Because many deaths occurred in cribs, much attention has been paid to sleep surfaces. I theory has attributed SIDS to toxic gases and has proposed that gases such as antimony, arsenic, or phosphorus can be released from infant mattresses (in particular, old mattresses) and cause toxicity when inhaled. However, no data support this theory. In addition, case-command studies accept found no benefit to wrapping mattresses in plastic to reduce toxic gas emission (83, 84).

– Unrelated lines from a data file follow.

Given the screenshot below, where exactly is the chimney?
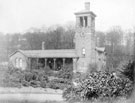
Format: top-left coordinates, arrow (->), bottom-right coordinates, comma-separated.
85,2 -> 90,11
42,41 -> 45,50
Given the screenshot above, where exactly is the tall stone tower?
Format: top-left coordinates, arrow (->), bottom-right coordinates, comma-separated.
75,2 -> 96,72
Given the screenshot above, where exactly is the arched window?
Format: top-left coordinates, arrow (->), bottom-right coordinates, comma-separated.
15,58 -> 19,68
19,58 -> 23,68
82,48 -> 85,56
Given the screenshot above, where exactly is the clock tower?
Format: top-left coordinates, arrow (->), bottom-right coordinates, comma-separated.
74,2 -> 96,72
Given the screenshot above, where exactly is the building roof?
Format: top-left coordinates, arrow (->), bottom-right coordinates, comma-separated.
10,49 -> 78,58
95,47 -> 105,52
75,10 -> 96,17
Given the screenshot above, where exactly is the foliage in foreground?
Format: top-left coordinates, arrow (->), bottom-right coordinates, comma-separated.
63,72 -> 133,102
3,66 -> 72,90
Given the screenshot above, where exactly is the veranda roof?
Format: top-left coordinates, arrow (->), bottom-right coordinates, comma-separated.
10,49 -> 78,58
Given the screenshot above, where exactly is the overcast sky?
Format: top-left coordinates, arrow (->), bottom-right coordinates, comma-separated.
0,0 -> 135,33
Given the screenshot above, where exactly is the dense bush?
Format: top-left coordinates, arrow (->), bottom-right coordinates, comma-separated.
63,72 -> 132,101
117,60 -> 134,81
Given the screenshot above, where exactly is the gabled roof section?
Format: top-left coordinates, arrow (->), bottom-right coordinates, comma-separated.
12,49 -> 78,58
9,50 -> 26,57
95,47 -> 105,52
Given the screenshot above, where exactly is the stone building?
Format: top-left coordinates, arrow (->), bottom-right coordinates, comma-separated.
9,2 -> 104,72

Some other theory that focuses on the infant slumber environment proposed that, in specific situations, infants may rebreathe exhaled carbon dioxide. Relevant situations include when the infant is prone and/or when the infant'due south face is close to bedding. It is theorized that, in these conditions, a "pocket" of exhaled carbon dioxide collects around the babe'south face, and the baby, rather than inhaling oxygen, inhales the exhaled carbon dioxide. The infant thus becomes increasingly hypercarbic and eventually succumbs to decease if there is no stimulus that interrupts the rebreathing (85, 86). It has been suggested that the rebreathing theory could explain some of the risk posed by soft bedding and prone sleeping. Withal, at that place are no physiologic data from infants who died for which evidence supporting rebreathing has been documented.

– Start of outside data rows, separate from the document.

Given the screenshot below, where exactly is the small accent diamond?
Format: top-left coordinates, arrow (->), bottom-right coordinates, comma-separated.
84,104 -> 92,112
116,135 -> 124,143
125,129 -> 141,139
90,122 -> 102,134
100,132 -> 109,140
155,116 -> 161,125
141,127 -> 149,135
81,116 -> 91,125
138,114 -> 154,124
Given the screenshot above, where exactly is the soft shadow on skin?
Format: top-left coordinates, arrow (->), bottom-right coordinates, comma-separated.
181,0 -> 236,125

In recent years, there has been growing consensus among scientists that SIDS is multifactorial in origin. The Triple Run a risk Hypothesis (87) (Figure 10.1) proposes that when a vulnerable babe, such every bit one born preterm or one exposed to maternal smoking, is at a critical but unstable developmental menstruum in homeostatic control and is exposed to an exogenous stressor, such equally existence placed prone to sleep, and then SIDS may occur. The model proposes that infants will die of SIDS but if all three factors are present, and that the vulnerability lies fallow until they enter the critical developmental period and are exposed to an exogenous stressor. SIDS unremarkably occurs during sleep, and the summit incidence is betwixt 2-4 months of age, when sleep patterns are chop-chop maturing. The final pathway to SIDS is widely believed to involve immature cardiorespiratory command, in conjunction with a failure of arousal from sleep (86, 88, 89). Support for this hypothesis comes from numerous physiological studies showing that the major adventure factors for SIDS (prone sleeping, maternal smoking, prematurity, head roofing) have significant effects on blood pressure level, heart rate, and their control (90), and as well impair arousal from sleep (91).

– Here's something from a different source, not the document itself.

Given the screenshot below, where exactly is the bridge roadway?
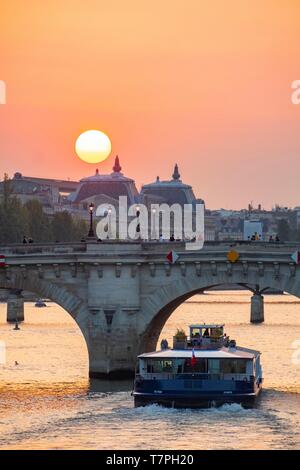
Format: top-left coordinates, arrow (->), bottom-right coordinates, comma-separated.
0,240 -> 300,378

Figure 10.1:. Triple Risk Hypothesis. (Adapted by the National Institutes of Health with permission from (87).).

Figure ten.one:

Triple Hazard Hypothesis. (Adapted by the National Institutes of Health with permission from (87).).

Conclusions

Epidemiological case-command studies have been disquisitional in identifying factors that are associated with an increased or decreased run a risk of SIDS. Equally such, swell strides accept been made in our understanding of the adventure and protective factors for SIDS based on epidemiologic research, leading to educational interventions that have resulted in dramatic declines in SIDS rates. Theories regarding the pathophysiology of SIDS are myriad, but they all rely upon understanding the mechanisms by which these factors increase or subtract SIDS take chances. However, further research — peculiarly on the physiological mechanisms that contribute to or cause SIDS — is essential to achieving the reduction of SIDS rates to lowest levels possible.

Acknowledgements

The authors give thanks their families for their continuous support.